In this case, the anterior and ventral location of the STN DBS leads could argue that repositioning dorsolateral may resolve the issue. Data supporting direct dyskinesia suppression with GPi stimulation may reduce clinical equipoise for a return to the STN target. Finally, this case adds a measure of circumstantial support to the argument that a baseline propensity for brittle dyskinesia should be considered when choosing a brain target (STN vs. GPi) during an interdisciplinary pre-operative DBS workup.
Competing Interests
MSO serves as Medical Advisor the Parkinson’s Foundation, and has received research grants from NIH, Parkinson’s Foundation, the Michael J. Fox Foundation, the Parkinson Alliance, Smallwood Foundation, the Bachmann-Strauss Foundation, the Tourette Syndrome Association, and the UF Foundation. MSO’s research is supported by: NIH R01 NR014852, R01NS096008, UH3NS119844, U01NS119562.

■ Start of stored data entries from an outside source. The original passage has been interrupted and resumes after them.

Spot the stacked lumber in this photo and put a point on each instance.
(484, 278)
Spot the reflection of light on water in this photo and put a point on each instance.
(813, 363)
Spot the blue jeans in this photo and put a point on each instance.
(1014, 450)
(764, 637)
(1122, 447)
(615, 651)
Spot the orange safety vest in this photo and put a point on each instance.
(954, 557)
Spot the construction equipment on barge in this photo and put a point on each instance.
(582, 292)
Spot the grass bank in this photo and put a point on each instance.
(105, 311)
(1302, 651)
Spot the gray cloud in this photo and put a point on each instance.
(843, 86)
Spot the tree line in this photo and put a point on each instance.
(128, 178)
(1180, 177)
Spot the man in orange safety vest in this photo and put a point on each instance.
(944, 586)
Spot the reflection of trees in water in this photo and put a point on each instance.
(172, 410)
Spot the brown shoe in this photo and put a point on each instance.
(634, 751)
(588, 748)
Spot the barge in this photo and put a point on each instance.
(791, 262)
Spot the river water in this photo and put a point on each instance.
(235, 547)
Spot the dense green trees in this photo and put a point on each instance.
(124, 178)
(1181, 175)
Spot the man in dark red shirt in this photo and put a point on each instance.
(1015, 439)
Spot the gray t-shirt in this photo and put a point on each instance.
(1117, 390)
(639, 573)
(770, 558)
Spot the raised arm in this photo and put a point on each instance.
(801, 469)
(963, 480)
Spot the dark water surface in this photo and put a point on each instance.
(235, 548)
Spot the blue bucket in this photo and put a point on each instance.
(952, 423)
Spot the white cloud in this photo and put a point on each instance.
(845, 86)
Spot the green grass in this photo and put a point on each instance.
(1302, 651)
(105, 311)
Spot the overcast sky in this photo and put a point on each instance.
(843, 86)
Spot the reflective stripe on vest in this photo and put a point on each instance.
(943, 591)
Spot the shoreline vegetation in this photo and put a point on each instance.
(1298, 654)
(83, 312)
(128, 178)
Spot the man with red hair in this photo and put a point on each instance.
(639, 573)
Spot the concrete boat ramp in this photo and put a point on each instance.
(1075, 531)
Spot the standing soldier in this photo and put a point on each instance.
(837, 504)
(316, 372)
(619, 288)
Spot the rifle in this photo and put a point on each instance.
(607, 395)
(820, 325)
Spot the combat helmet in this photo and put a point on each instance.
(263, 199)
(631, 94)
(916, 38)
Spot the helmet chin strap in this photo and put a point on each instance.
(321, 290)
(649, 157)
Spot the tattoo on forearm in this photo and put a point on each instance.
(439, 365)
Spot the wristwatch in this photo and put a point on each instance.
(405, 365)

MSO is PI of the NIH R25NS108939 Training Grant. MSO has received royalties for publications with Demos, Manson, Amazon, Smashwords, Books4Patients, Perseus, Robert Rose, Oxford and Cambridge (movement disorders books). MSO is an associate editor for New England Journal of Medicine Journal Watch Neurology and JAMA Neurology. MSO has participated in CME and educational activities (past 12–24 months) on movement disorders sponsored by WebMD/Medscape, RMEI Medical Education, American Academy of Neurology, Movement Disorders Society, Mediflix and by Vanderbilt University. The institution and not MSO receives grants from industry. MSO has participated as a site PI and/or co-I for several NIH, foundation, and industry sponsored trials over the years but has not received honoraria. Research projects at the University of Florida receive device and drug donations. JKW’s research was supported by NIH KL2TR001429.

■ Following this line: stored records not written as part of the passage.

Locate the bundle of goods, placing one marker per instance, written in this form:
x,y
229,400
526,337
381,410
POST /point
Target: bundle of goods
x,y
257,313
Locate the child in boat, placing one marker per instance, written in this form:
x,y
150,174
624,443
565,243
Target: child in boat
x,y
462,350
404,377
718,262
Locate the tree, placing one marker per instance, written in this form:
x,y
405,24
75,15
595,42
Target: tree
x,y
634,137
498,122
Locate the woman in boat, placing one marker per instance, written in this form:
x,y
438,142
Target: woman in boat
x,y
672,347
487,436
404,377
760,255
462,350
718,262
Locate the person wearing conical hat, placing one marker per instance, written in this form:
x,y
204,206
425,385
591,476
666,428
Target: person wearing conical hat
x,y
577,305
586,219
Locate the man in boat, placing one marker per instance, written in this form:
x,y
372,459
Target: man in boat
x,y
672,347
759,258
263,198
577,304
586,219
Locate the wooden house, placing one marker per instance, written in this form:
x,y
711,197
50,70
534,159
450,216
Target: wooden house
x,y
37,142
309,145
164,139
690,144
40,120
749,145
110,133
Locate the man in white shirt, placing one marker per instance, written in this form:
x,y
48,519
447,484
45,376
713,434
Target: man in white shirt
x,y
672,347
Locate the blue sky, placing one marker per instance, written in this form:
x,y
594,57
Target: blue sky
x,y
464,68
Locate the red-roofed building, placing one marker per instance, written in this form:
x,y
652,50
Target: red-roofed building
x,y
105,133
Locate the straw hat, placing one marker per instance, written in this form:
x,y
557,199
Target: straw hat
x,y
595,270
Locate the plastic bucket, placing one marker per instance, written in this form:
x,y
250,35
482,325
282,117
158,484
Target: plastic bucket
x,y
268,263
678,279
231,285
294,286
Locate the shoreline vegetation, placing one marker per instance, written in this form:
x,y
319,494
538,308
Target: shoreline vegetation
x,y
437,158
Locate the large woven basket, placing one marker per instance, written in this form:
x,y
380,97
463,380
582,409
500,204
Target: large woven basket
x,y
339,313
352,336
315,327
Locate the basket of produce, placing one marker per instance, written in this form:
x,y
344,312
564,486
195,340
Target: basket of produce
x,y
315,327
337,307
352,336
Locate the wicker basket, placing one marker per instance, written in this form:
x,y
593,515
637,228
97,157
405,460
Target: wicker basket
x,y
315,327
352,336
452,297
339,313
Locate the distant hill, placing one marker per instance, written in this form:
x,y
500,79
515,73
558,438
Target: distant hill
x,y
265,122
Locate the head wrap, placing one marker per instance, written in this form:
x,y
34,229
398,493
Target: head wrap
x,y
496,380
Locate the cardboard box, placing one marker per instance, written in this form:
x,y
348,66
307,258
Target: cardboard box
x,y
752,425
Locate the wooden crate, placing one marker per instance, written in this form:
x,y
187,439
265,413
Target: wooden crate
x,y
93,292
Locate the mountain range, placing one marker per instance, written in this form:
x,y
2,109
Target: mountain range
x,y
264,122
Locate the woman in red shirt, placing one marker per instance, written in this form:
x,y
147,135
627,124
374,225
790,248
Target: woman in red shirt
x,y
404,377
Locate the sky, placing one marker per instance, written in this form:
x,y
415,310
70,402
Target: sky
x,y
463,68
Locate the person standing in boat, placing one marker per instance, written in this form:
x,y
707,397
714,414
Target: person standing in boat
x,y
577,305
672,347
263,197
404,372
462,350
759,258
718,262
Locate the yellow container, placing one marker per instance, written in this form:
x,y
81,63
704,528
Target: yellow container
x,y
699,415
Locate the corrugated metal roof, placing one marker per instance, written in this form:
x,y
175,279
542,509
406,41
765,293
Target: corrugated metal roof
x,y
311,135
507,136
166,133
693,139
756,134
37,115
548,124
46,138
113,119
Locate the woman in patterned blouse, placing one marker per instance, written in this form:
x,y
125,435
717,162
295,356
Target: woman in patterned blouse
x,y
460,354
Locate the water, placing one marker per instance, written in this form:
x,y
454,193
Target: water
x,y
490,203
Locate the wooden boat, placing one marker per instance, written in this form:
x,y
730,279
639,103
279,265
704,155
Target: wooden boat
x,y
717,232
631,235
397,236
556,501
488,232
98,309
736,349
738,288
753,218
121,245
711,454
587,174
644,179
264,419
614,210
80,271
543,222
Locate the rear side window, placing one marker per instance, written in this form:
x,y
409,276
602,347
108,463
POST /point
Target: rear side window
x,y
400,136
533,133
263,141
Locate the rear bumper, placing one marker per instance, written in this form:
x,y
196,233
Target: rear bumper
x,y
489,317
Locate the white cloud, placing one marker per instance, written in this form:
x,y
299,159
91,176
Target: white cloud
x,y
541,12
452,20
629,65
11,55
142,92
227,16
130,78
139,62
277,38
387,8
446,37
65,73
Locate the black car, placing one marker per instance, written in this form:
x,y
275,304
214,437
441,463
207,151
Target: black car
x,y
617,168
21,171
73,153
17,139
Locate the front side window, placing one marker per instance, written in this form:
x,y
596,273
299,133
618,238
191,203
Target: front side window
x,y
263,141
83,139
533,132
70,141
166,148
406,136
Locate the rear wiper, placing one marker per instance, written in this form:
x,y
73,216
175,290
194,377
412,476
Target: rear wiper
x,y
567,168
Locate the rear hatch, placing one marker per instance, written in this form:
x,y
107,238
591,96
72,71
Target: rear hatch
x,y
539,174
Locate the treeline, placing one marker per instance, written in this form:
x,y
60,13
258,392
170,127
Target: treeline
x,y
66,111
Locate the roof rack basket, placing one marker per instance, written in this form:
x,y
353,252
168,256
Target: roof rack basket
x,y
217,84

AER serves as the Diversity, Equity, and Inclusion editor for JAMA Neurology. AER serves as PI for the Black and African American Connections to Parkinson’s Disease (BLAAC PD) at the University of Florida, which is sponsored by The Michael J. Fox Foundation for Parkinson’s Research (MJFF). AER has participated in CME and educational activities (past 12–24 months) on movement disorders sponsored by Mediflix. All remaining authors have no competing interests.
JKW’s research was supported by NIH KL2TR001429.